Brigadier, sabari !
Ce sont les mots que vont
reprendre des milliers de français dans les années 80 (et bien plus tard), sans
connaître forcément leur signification. Sans la prétention d’aller chercher la
vérité au fond des notes, nous allons nous pencher rapidement sur ce titre, envoutant, historique et toujours actuel.
Quand Alpha Blondy sort cette
chanson, très personnelle, très risquée aussi pour l’époque (la Côte d’Ivoire
n’a pas connu que des périodes tranquilles, loin de là, et ses forces de police
étaient relativement… musclées), il parle en fait d’une arrestation brutale, de
violence policière, il se révolte mais, contrairement aux insultes idiotes (non justifiées) que
lanceront des années plus tard certains rappeurs en France, l’homme implore et
transforme ses cris de douleur (réels) en reggae jouissif et lancinant.
Cette façon de faire est loin
d’être stupide. Une insulte divise toujours, un cri de désespoir a tendance, au
contraire, à rassembler.
Plutôt que de mettre l’accent
sur les faits, il évoque ce qu’il ressent sur l’instant, la souffrance, et insiste sur ce « brigadier, pitié ! », lancé comme une supplique désespérée.

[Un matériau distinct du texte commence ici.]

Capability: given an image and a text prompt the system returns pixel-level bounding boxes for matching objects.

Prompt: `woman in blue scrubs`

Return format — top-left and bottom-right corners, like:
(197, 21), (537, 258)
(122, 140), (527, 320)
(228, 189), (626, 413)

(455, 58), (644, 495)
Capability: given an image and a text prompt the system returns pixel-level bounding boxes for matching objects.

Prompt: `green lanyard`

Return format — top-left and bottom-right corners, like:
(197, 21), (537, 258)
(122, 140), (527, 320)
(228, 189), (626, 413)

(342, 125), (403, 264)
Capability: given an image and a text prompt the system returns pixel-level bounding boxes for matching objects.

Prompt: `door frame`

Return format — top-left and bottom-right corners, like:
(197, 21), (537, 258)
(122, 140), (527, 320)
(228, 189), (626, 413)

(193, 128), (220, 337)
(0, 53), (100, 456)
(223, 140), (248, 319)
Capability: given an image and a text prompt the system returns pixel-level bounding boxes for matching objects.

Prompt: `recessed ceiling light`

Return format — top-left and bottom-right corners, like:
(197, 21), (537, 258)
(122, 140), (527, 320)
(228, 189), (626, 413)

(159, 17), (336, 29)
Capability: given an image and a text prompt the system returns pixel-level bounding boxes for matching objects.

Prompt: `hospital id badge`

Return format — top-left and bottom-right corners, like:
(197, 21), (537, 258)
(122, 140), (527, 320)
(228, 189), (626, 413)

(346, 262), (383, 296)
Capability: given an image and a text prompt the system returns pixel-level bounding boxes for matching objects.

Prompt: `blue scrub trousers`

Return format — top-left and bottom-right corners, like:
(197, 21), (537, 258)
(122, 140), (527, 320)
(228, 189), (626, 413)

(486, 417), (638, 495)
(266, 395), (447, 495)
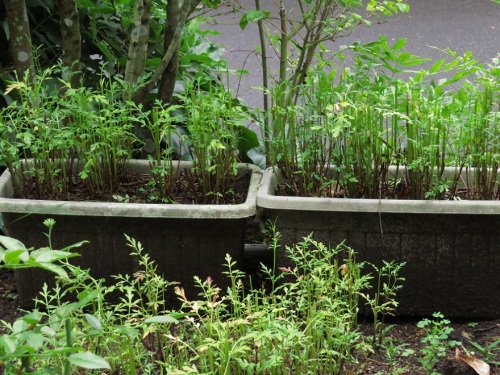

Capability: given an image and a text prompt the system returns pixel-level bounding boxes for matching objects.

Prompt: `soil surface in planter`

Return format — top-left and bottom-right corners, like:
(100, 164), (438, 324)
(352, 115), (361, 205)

(16, 171), (251, 204)
(275, 180), (500, 201)
(0, 270), (500, 375)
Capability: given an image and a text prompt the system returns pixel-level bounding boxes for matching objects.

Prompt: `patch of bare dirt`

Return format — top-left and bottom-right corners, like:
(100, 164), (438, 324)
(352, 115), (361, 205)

(0, 270), (500, 375)
(15, 171), (251, 204)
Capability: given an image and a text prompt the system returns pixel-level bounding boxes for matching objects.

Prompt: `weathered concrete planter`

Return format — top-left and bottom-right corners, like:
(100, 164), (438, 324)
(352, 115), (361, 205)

(0, 160), (261, 306)
(257, 169), (500, 318)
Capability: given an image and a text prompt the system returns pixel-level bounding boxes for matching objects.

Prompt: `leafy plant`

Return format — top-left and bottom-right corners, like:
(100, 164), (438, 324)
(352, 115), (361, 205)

(266, 36), (500, 200)
(240, 0), (409, 159)
(0, 219), (109, 375)
(0, 69), (138, 199)
(178, 81), (252, 203)
(417, 312), (460, 375)
(0, 225), (406, 374)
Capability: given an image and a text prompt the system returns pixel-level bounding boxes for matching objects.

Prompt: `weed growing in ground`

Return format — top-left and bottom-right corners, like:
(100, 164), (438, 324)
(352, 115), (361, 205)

(417, 312), (460, 375)
(0, 223), (406, 375)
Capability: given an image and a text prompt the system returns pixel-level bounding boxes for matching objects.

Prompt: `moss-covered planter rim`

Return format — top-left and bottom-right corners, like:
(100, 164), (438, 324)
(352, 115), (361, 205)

La chanson, évidemment opaque
pendant longtemps pour les adolescents que nous étions, est chantée presque
intégralement en dioula, plus spécifiquement une version du langage que le chanteur
revendique comme « du terroir, non javellisée ».
Volontairement, il s’écarte de
la ville (d’Abidjan pour être exact) afin de puiser dans des racines plus
authentiques. Le reggae africain est né…
Ce qu’il y a de paradoxal avec
ce reggae, différent de celui de Marley, c’est qu’il est à la fois censé être
plus roots mais sera, pour nous français, bien plus accessible, Alpha Blondy,
francophone, incluant régulièrement des passages en français dans ses chansons
(ou optant carrément pour cette langue).
L’homme est loin de faire
pourtant l’unanimité, il faut dire qu’il ne manque pas d’audace. Si son Apartheid is Nazism est caricatural et
vise les États-Unis (c’est le seul pays qui est critiqué de la même manière
quand il intervient ou n’intervient pas quelque part), son Abortion is a Crime, très peu dans l’air du temps, dénote un
véritable courage dans le positionnement, loin des astuces marketing.
Nous avons tous notre propre
rapport aux musiques et à ce qu’elles évoquent.
Une mélodie sympa, des basses
puissantes, une circonstance particulière, et nous voilà marqué à vie.
Je suis très peu sectaire, que
ce soit dans les genres littéraires ou la musique. Je me fous pas mal des étiquettes.
Mais, comme tout le monde, j’ai besoin de passerelles pour aller vers
l’inconnu.
Alpha Blondy a été ma
passerelle vers le reggae.
C’est ce qui a permis au fan
d’Iron Maiden que je continue d’être de découvrir Black Uhuru ou Steel Pulse
dans un autre genre. Ce qu’il y a de bien avec les passerelles, c’est qu’elles
sont multiples et vont, à partir d’un même point, dans toutes les directions.
Et puis, mettez donc Opération
Coup de Poing dans la bagnole, à fond (quand vous êtes seul hein, le but n’est
pas de vriller les tympans de votre bébé de cinq mois !), et vous verrez,
ça tabasse particulièrement bien.
Et peut-être trouverez-vous,
tout comme moi, que ces « aïe, aïe, aïe, aïe », sont vachement bien
chantés…
Je ne fais aucun parallèle avec
l’actualité, notamment parce que notre police n’a rien de violente dans son immense
majorité et, au contraire, subit des agressions quotidiennes qui n’intéressent
que très modérément les médias. Mais attention, être attaqué par des barbares,
être lâché par les politiques, être méprisé par certains cercles, n’autorise
personne à se comporter en tortionnaire. La violence n’est pas inutile, mais
elle doit être employée à bon escient, à l’encontre d’individus armés et
menaçants.
Quant au « sabari »,
il n’a jamais apaisé les matraques, même virtuelles.
Mais bon, quand on croule sous
les coups, ça ne coûte rien d’essayer.
L’honneur ne quitte pas celui
qui implore mais celui qui frappe un homme à terre.